Does conventional IRB policy accept the concept of unobtrusive measures? Patterns of evidence left by multiple anonymous individuals do not seem to rise to the level of ethical concern that triggers IRB attention. Andy Rojecki ----- Original Message ----- From: "Steve Jones" <sjones@uic.edu> To: <air-l@listserv.aoir.org> Sent: Friday, March 07, 2008 10:49 AM Subject: Re: [Air-L] Online research ethics
This connects to an interesting discussion I've had in another context, which has to do with whether, when one is doing research in Second Life, observations of, or interactions with, avatars are observations of or interactions with human subjects. I'm curious to know what others think.
Thanks, Sj
On Mar 7, 2008, at 10:43 AM, Jeremy Hunsinger wrote:
I think one could do citation analysis without IRB approval...though I don't know the actual history of that form of research...because the real unit of analysis is the citation. What I see happen most often in these discussion is that the online presence of text, pics, etc is being used as an access point to infer about the humans using the technology...that's human subjects research because the real unit of analysis is the person not the online text, pics, whatever. The online content is an access point to gather information about the people.

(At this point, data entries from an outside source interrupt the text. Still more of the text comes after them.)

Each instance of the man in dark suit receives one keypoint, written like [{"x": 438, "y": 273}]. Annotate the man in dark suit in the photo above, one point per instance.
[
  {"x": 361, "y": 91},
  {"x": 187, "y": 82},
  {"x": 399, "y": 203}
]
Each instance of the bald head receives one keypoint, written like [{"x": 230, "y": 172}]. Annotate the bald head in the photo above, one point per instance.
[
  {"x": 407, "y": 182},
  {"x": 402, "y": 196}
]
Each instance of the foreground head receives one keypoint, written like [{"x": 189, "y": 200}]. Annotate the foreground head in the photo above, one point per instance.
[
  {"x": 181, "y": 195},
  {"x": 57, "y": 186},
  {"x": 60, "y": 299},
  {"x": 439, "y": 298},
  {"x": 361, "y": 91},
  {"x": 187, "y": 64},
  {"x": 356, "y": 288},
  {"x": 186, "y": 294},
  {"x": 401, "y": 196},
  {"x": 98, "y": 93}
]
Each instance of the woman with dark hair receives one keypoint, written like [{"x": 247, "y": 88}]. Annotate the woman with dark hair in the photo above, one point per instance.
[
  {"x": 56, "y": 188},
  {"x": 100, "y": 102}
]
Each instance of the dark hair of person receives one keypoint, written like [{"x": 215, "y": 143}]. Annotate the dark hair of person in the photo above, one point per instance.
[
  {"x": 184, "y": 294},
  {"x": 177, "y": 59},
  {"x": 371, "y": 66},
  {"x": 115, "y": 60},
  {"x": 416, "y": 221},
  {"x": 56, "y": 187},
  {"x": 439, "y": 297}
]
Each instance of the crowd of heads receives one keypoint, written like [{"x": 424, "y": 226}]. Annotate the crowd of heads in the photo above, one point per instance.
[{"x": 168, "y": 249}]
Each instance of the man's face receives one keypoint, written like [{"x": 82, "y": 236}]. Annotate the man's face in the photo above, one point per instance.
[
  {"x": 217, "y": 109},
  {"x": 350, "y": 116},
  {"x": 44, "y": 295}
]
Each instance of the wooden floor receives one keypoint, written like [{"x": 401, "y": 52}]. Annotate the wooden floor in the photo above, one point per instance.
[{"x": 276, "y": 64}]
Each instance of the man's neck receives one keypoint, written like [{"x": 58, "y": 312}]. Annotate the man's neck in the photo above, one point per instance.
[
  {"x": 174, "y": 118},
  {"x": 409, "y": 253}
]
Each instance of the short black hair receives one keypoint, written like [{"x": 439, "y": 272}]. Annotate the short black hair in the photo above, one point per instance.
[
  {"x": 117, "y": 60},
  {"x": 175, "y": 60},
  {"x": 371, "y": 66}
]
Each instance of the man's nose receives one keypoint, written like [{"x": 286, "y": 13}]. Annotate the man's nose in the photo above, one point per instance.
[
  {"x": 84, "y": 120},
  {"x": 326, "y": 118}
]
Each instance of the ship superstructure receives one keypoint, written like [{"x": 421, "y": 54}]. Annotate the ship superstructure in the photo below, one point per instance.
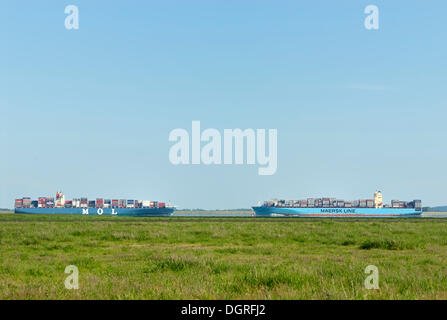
[
  {"x": 331, "y": 207},
  {"x": 125, "y": 207}
]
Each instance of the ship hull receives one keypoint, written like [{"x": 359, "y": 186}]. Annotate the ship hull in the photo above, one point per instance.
[
  {"x": 336, "y": 212},
  {"x": 129, "y": 212}
]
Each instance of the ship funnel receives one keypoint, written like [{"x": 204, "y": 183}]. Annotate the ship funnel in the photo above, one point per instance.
[{"x": 378, "y": 200}]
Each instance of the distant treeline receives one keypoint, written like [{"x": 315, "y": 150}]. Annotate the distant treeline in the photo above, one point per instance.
[{"x": 435, "y": 209}]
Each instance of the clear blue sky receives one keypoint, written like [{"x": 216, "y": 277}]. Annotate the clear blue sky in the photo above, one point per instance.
[{"x": 90, "y": 111}]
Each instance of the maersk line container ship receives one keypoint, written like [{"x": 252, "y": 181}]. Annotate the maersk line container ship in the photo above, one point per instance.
[
  {"x": 332, "y": 207},
  {"x": 100, "y": 206}
]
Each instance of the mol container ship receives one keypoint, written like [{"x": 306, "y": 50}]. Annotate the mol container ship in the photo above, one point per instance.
[
  {"x": 100, "y": 206},
  {"x": 332, "y": 207}
]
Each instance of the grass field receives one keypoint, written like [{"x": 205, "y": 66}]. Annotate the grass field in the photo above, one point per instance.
[{"x": 221, "y": 258}]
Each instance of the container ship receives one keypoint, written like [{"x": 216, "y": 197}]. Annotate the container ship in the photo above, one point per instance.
[
  {"x": 332, "y": 207},
  {"x": 100, "y": 206}
]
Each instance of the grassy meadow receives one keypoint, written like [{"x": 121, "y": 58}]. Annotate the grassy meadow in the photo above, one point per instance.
[{"x": 221, "y": 258}]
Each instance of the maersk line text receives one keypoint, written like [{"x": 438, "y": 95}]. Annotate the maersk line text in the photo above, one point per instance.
[{"x": 211, "y": 153}]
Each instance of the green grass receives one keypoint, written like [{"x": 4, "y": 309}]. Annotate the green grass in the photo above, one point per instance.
[{"x": 221, "y": 258}]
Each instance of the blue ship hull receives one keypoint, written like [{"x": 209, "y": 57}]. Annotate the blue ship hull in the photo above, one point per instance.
[
  {"x": 129, "y": 212},
  {"x": 336, "y": 212}
]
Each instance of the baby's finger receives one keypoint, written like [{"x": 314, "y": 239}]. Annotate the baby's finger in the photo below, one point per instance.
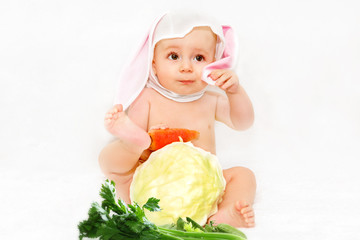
[
  {"x": 227, "y": 84},
  {"x": 118, "y": 107},
  {"x": 108, "y": 115},
  {"x": 224, "y": 78}
]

I disagree, i think one can research systems and representations of people without creating human subjects. It is a question in that case of the level of analysis of your inference. If you are collecting a whole bunch of blogs and doing a content analysis to talk about bloggers, i do not think you are necessarily doing human subjects research, but you could be. If you stick to describing the blogs and the interactions of text and what that means about the people that create them that is likely not, but when you talk about an individual creator doing things in the world, then you are. it is the difference between talking about the system or society versus talking about the person. You can use documentary evidence still in researching subjects without creating a human subject, at least that is the way most irb materials read. documentary materials or data already collected and collated by someone else is exempt.